Ouvi dizer que você vai ser o novo prefeito.
- Penso que sim. Sabe por quê? Porque ninguém quer o posto. Mas eu aceito. Vou lhe dizer uma coisa, se quiser me chame de visionário. Tenho confiança, penso que tudo vai mudar e Agreste vai voltar ao que foi. Não suporto ver a minha terra nessa pasmaceira.
- É bom ter confiança, sonhar. Você louco por sua terra.
- Sou, sim. Quero que ela saia do marasmo em que afundou. Hei-de conseguir – toma alento, está embalado, disposto – a vida é engraçada. – A vida é engraçada. Não fez um mês, eu não tinha mais fé em nada, nem esperança. Escrevia carta nos jornais, reclamava ao governo, mas não acreditava em resultados. Agora tudo me parece fácil. Depois que…
- Depois quê?
- Que vocês chegaram. Tudo mudou, ficou alegre. Até eu.

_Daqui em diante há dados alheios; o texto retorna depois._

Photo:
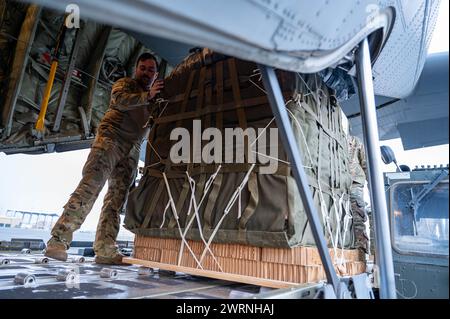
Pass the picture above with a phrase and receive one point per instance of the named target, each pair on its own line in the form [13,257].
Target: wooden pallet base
[292,265]
[212,274]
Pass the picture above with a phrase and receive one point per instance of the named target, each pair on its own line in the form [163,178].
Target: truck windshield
[421,228]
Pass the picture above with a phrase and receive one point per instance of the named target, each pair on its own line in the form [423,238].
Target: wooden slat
[213,274]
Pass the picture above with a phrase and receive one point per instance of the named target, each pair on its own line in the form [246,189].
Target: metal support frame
[287,136]
[67,80]
[376,185]
[23,48]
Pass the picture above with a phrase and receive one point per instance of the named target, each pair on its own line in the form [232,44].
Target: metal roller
[67,275]
[41,260]
[4,261]
[108,273]
[24,279]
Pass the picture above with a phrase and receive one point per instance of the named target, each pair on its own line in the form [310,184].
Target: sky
[43,183]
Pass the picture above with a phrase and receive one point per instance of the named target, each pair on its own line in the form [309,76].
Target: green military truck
[418,206]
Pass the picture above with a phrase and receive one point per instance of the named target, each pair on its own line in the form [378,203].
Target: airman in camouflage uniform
[114,157]
[358,170]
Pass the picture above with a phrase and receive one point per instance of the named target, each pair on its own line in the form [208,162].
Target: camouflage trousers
[359,216]
[108,160]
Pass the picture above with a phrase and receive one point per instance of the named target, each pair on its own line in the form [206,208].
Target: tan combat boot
[56,250]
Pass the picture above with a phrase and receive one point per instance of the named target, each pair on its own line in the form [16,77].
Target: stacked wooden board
[297,265]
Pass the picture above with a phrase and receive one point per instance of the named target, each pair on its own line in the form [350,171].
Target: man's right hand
[156,88]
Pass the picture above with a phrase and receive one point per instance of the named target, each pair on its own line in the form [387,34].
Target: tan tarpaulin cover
[221,94]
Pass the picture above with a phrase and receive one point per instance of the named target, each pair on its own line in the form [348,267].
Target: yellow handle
[48,88]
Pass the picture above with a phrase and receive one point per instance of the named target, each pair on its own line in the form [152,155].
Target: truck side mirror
[387,154]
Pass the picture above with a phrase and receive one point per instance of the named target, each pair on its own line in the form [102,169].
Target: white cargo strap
[174,211]
[197,216]
[227,209]
[164,214]
[208,184]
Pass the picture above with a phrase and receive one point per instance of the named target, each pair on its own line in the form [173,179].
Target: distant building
[9,222]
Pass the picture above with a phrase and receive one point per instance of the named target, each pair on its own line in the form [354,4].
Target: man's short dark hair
[147,56]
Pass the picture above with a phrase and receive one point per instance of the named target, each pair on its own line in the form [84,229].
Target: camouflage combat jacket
[358,164]
[128,113]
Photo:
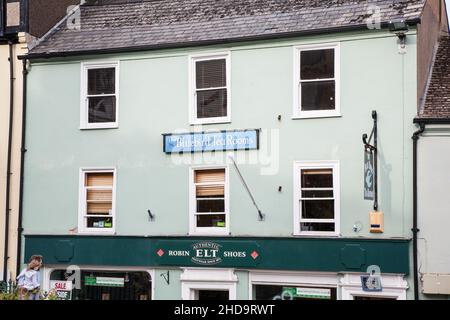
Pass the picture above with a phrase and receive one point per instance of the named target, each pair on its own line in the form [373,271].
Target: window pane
[211,221]
[318,209]
[210,206]
[102,109]
[319,95]
[317,194]
[103,208]
[99,179]
[212,103]
[102,223]
[101,81]
[320,178]
[211,74]
[317,64]
[324,227]
[211,191]
[210,176]
[99,195]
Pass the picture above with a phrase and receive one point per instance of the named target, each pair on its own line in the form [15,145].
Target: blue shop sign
[211,141]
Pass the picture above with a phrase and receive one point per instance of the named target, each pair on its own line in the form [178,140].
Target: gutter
[186,44]
[8,165]
[422,122]
[22,161]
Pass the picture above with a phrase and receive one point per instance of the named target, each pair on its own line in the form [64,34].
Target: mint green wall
[154,100]
[164,291]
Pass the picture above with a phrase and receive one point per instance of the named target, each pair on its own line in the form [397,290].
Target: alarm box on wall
[376,222]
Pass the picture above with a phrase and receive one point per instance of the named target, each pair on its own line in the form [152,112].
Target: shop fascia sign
[104,282]
[233,140]
[207,253]
[307,293]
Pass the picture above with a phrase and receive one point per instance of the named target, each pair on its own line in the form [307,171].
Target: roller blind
[99,179]
[210,176]
[214,180]
[99,202]
[211,74]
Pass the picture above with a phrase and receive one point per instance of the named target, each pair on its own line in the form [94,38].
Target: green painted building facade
[154,99]
[116,208]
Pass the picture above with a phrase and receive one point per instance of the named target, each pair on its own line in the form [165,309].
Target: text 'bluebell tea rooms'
[211,141]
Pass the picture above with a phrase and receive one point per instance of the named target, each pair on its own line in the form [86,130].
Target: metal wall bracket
[166,277]
[373,148]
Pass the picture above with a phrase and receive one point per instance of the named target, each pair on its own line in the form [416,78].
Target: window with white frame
[97,201]
[209,201]
[99,105]
[316,200]
[210,89]
[317,84]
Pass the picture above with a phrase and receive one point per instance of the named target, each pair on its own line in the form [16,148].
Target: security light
[400,28]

- Por causa de Mãezinha, onde ela chega, espanta a tristeza. É a pessoa melhor do mundo.
- Devido a ela também. Mas para mim…
Leonora aguarda, lateja-lhe o coração descompassado. O vento traz farrapos de risos, sons de harmónica, o nome de Arminda gritado no forro. A voz de Ascânio rompe-se num lamento:
- Eu era um morto-vivo, não achava graça em nada. Vou lhe contar, se permitir. Ela se chama Astrud.

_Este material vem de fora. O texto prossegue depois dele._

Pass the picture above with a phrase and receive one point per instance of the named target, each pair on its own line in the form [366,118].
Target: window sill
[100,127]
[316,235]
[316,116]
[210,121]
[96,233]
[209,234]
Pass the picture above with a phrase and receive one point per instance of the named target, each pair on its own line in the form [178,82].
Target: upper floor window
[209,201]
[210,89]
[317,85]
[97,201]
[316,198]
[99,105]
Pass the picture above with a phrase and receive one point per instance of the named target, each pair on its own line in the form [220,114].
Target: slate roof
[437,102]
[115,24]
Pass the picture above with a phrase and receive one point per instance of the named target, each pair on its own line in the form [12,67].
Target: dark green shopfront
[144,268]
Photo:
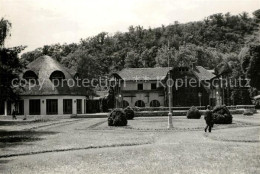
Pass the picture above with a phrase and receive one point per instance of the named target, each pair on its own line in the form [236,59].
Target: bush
[193,113]
[117,118]
[248,112]
[222,115]
[130,113]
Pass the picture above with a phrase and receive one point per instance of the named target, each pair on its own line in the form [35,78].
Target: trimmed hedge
[222,115]
[129,112]
[248,112]
[193,113]
[117,118]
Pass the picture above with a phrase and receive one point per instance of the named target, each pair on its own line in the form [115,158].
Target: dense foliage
[251,62]
[222,115]
[10,65]
[129,112]
[208,42]
[117,118]
[193,113]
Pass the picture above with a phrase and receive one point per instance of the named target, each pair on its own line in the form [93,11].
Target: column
[5,108]
[60,106]
[74,106]
[26,106]
[43,107]
[82,106]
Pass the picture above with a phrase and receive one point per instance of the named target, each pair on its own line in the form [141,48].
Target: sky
[43,22]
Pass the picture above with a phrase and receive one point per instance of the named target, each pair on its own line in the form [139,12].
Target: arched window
[125,104]
[30,76]
[76,76]
[139,103]
[56,77]
[154,103]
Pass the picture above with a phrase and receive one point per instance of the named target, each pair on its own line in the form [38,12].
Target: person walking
[14,115]
[209,119]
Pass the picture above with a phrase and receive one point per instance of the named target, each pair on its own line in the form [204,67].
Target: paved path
[78,146]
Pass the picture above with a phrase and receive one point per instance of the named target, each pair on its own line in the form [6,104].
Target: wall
[147,97]
[60,103]
[132,85]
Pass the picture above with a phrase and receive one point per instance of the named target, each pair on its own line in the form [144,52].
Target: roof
[203,74]
[143,73]
[43,67]
[257,97]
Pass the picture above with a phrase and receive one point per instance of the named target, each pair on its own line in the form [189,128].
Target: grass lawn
[144,146]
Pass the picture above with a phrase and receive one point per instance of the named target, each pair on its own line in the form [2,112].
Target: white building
[43,97]
[139,87]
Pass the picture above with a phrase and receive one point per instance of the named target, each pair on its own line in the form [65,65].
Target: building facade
[48,89]
[147,87]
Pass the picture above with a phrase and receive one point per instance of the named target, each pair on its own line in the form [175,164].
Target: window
[30,75]
[20,107]
[154,103]
[139,103]
[67,106]
[56,77]
[35,107]
[51,106]
[79,106]
[140,86]
[125,104]
[153,86]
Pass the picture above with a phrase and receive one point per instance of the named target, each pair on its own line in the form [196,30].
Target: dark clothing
[209,120]
[14,116]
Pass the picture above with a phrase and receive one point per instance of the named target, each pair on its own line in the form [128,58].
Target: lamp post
[169,95]
[200,94]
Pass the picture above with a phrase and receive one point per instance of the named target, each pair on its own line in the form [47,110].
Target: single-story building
[49,89]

Para que contar? Quem não sabe em agreste? Dona Carmosina, romântica como Leonora, recitara as cartas para ela e Tieta, suspirara os detalhes tristes. Revoltara-se Leonora com o procedimento da fingida. Tieta apenas rira, não era de sentimentalismos, de amor se vive, não se morre, não é mesmo, Barbozinha? Ascânio não esperou o consentimento. Leonora escuta e mais uma vez se emociona.
Os estudos na Baía, o noivado, a doença do pai, a carta anunciando a ruptura e o casamento. Por que continuara a jurar amor quando já nos braços de outro? Dando-lhe o que jamais consentira a Ascânio nem ele sequer solicitara pois a supunha inocente, angélica, santa. Um bobo alegre. Dissera a dona Carmosina, confidente, boa amiga a sofrer com ele:
- Nem que um dia desembarque da marinete de Jairo a mais bela mulher, a mais doce e pura…

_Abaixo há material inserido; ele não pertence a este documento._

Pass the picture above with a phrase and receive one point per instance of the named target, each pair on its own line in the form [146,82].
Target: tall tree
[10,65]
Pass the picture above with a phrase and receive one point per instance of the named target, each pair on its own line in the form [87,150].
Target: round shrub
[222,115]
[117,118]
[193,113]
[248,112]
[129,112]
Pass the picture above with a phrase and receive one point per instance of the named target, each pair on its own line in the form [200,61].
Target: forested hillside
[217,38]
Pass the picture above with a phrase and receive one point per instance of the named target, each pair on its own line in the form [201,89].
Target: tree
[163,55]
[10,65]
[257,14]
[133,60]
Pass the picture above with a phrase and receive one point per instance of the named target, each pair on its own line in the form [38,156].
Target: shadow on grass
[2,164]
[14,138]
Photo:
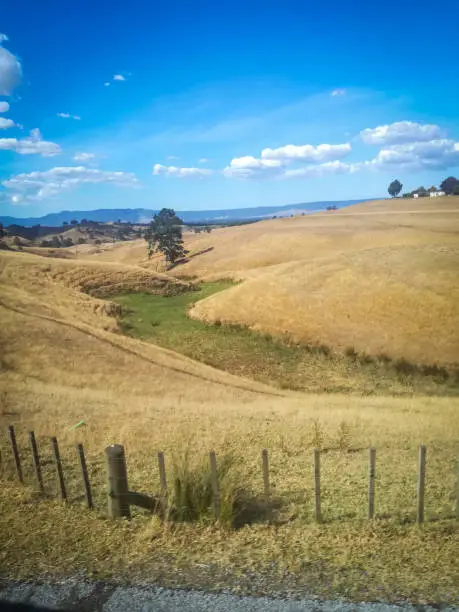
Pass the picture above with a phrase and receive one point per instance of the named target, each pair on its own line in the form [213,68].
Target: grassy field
[379,277]
[271,360]
[63,359]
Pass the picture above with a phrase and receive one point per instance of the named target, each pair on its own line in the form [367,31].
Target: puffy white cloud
[159,169]
[69,116]
[307,153]
[34,186]
[6,123]
[435,155]
[334,167]
[251,167]
[10,69]
[84,156]
[401,132]
[34,144]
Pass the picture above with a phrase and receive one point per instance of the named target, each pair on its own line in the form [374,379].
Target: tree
[448,185]
[164,234]
[422,192]
[395,188]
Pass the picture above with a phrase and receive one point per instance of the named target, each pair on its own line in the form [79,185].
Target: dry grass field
[63,360]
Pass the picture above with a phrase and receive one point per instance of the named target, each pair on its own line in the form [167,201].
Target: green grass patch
[241,351]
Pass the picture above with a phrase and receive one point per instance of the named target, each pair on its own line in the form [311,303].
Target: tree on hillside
[164,234]
[449,184]
[395,188]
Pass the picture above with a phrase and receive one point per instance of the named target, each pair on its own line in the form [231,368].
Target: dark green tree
[448,185]
[164,234]
[395,188]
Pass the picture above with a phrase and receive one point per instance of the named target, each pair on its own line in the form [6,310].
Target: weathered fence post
[85,475]
[162,482]
[421,484]
[36,461]
[59,470]
[317,485]
[14,448]
[118,492]
[265,465]
[371,484]
[214,480]
[457,490]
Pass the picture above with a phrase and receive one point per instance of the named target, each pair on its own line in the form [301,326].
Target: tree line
[450,186]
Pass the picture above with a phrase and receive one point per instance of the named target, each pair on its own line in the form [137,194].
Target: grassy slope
[387,271]
[60,363]
[239,350]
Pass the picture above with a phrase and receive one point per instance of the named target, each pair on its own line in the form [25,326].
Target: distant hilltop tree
[395,188]
[450,186]
[164,234]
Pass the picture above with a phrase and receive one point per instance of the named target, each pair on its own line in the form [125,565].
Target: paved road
[79,596]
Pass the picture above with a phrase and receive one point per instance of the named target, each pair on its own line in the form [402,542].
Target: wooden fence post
[59,470]
[457,490]
[214,480]
[118,492]
[421,484]
[36,461]
[85,475]
[317,485]
[14,448]
[265,465]
[371,484]
[162,482]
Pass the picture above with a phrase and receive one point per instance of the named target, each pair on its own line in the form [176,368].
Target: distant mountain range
[144,215]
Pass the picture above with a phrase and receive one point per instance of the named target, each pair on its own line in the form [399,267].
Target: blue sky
[209,105]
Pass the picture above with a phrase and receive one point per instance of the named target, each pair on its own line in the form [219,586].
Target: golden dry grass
[380,277]
[61,362]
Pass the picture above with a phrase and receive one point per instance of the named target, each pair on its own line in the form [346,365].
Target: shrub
[192,493]
[404,367]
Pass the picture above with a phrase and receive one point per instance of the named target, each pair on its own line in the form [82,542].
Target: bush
[192,493]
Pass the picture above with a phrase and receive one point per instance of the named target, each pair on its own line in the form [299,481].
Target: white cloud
[251,167]
[401,132]
[434,155]
[159,169]
[10,69]
[69,116]
[307,153]
[6,123]
[334,167]
[84,156]
[34,186]
[274,162]
[34,144]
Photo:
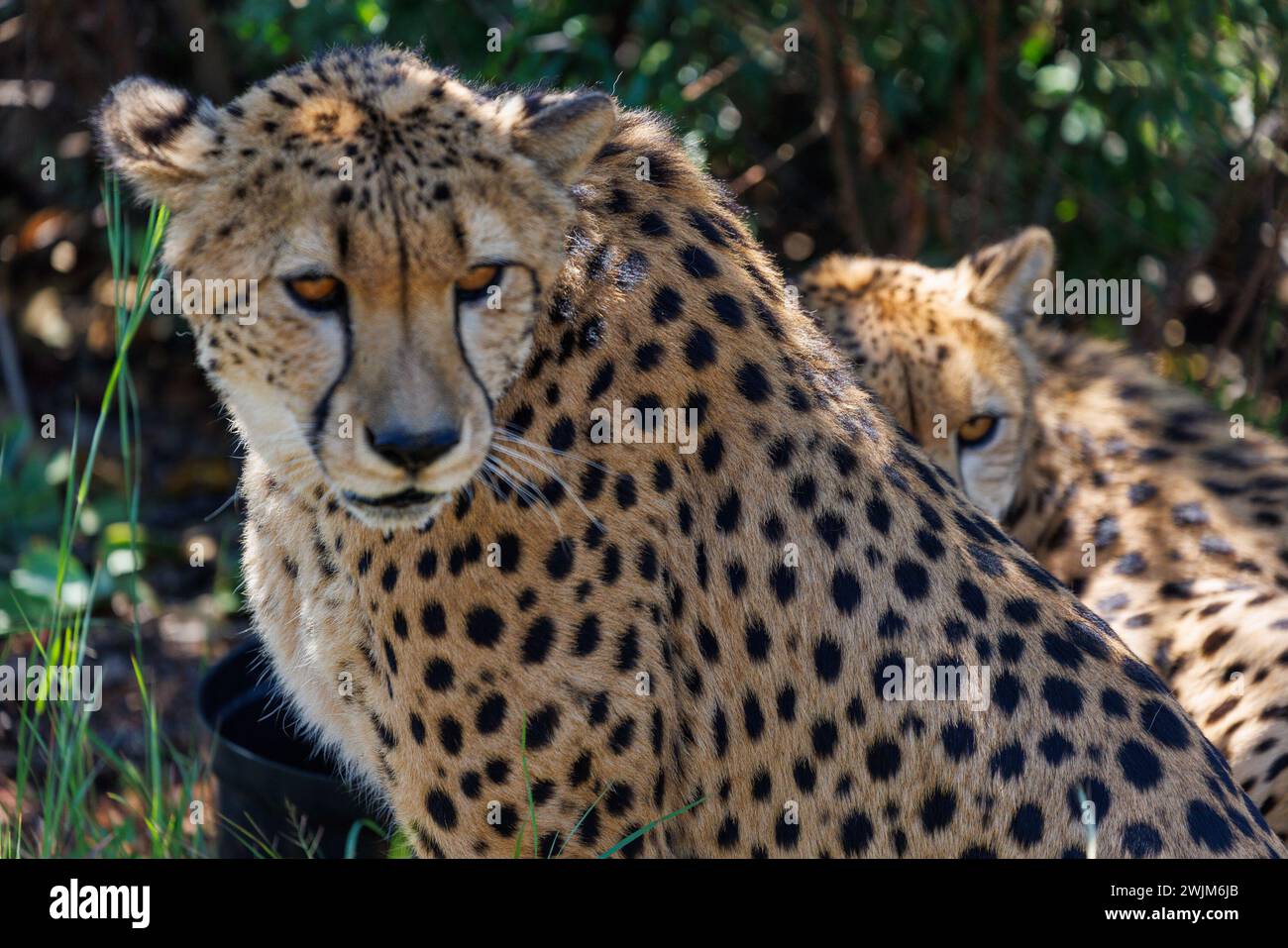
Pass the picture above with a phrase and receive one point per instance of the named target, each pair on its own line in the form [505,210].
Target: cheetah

Afirmara pois não supunha possível tal milagre. Aconteceu, no entanto. A mais bela, a mais doce, a mais pura das mulheres, desembarca da marinete de Jairo.
Ergue-se Leonora. De frente para o mar, os olhos na distância onde o luar se dissolve na noite. Levanta-se também Ascânio, ia completar: a mais bela, doce e pura das mulheres, ademais rica, por quê? Pobre Secretário da Prefeitura de Sant’Ana do Agreste, soldo mesquinho, ai! Por que tão rica?
- Não chegou a falar de pobreza e riqueza. Trémula, os olhos húmidos, Leonora se aproxima, toca-lhe a face com a mão, oferece-lhe os lábios. Desce a correr, na boca o gosto do primeiro beijo. Foge por entre a lua e as estrelas, feliz e desgraçada.
Ascânio não tenta segui-la, está fincado ali, quando sair vai conquistar o mundo. Ah! um dia chegará diante dela e lhe dirá: não tenho para o luxo mas ganho para o sustento, vim te buscar. A lua desaparece na lonjura, no caminho do mar para as costas de África.